"You guys are probably wondering why I've gathered you here today," Marvin said.
"Yeah," Steve answered. "What gives? And how did you get access to the League of Scrupulousness Headquarters? And why does it smell like puke in here?"
"These are all questions that will be answered in good time. Ninja Frank. Vladimir. Good of you to show up. Your skills will all be highly valuable in the upcoming battle to save the world from the evil Dr. Magnus and his supercharged nuke."
"Uh, what am I doing here?" Lynne Franklin asked.
"Remember when we were at that party like five years ago and you mentioned how you thought superheroes were hot? I'm assuming that's still the case?"
"Well, your brother is a real hottie. Is he single by any chance?"

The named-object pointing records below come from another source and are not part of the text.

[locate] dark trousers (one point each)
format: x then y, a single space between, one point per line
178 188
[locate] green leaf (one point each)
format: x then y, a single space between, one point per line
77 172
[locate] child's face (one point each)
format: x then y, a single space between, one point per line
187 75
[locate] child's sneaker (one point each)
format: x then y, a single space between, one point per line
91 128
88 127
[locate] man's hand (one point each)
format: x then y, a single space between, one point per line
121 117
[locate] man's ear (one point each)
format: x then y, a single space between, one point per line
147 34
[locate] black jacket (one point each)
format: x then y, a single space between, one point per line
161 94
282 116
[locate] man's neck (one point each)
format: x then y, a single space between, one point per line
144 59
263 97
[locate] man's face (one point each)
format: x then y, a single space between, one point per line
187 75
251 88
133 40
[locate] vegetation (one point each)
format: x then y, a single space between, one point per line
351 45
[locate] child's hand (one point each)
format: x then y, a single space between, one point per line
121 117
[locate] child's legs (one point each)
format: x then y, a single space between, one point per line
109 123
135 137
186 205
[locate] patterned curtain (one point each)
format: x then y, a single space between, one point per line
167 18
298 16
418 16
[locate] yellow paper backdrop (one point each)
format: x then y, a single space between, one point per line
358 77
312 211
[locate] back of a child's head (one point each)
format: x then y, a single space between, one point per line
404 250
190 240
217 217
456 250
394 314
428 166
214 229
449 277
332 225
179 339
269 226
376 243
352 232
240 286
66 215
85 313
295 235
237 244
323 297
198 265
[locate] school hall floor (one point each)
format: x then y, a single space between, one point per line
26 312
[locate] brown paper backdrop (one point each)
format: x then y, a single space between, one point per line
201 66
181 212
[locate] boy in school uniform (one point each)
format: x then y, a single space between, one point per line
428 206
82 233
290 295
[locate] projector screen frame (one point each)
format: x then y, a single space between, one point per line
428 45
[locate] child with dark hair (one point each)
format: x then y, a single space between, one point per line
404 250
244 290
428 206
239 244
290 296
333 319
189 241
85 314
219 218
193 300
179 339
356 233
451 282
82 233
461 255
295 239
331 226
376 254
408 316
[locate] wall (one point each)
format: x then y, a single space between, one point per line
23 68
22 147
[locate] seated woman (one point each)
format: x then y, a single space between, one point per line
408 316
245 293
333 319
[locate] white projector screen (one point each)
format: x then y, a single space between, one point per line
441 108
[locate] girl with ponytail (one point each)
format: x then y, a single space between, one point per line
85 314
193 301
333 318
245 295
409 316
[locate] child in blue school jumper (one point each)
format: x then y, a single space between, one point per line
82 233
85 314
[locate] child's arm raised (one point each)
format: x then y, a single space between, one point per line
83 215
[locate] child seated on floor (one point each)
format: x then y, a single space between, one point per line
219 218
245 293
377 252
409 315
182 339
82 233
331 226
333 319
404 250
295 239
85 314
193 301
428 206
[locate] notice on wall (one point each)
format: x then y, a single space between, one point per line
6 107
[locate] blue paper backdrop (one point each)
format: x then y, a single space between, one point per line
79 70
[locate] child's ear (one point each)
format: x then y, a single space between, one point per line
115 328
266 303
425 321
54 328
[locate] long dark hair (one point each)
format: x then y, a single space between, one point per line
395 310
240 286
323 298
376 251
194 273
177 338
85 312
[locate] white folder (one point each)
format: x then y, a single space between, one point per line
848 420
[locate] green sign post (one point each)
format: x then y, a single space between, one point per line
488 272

"My brother only loves himself. Besides, he's not the issue here. I'm a bonafide superhero! I've been granted membership to the League of Scrupulousness. Technically only on a junior probationary level, but the fact remains I am currently the only member who is both here on Earth and not suffering from a horrible case of food poisoning. And now I'd like to invite all of you to join my team."
"Sweet!" Steve shouted.
"I'm in," said Ninja Frank.
"Most excellent," Vladimir concurred. "I've always wanted to be a member of the League of Scrupulousness."
"Lynne Franklin, I noticed you didn't say anything, but I'm going to choose to take your closed off body posture as a silent assent. Now I've got to be upfront, I'm not sure we're going to be legally allowed to call ourselves the League of Scrupulousness. I don't think I have the authority to admit new members. But that doesn't mean we can't start our own team. First things first, we need to come up with a badass name. I'm opening the floor to suggestions."
"Oh! Oh! I've got it!" Vladimir shouted. "How about the Gelatinous Cubes?"
"What in the hell is a Gelatinous Cube?" Steve asked.
"Only one of the most feared creatures in all of D&D. Seriously? You don't know what a Gelatinous Cube is? It's like a ten foot brick of transparent gelatinous ooze that hangs out in dungeons and eats people alive. They're totally badass."
"Uh, anyone have any other suggestions?" Marvin asked. "Not that Gelatinous Cubes aren't cool. We'll circle around back to that. I just want everyone to get a chance to brainstorm."
"What about the Daimyos?" Ninja Frank suggested. "They were great and powerful lords in feudal Japan."
"That's pretty cool, I guess," Marvin said. "But since we're based out of America and everything, maybe we ought to stick to English words. We don't want to confuse anybody."
"What about the Disruptors?" Steve said.
"Ooooh," Marvin said. "I like that. My teachers in school always said I was disrupting the class."
"I'll allow the Disruptors is a pretty dope name," Vladimir said.
"I can accept this," Ninja Frank said.
"Lynne Franklin?" Marvin asked. "Any thoughts on this matter?"
"Yeah, I still don't understand why you asked me to be here. I don't have any superpowers."
"Neither does anybody else besides me," Marvin said.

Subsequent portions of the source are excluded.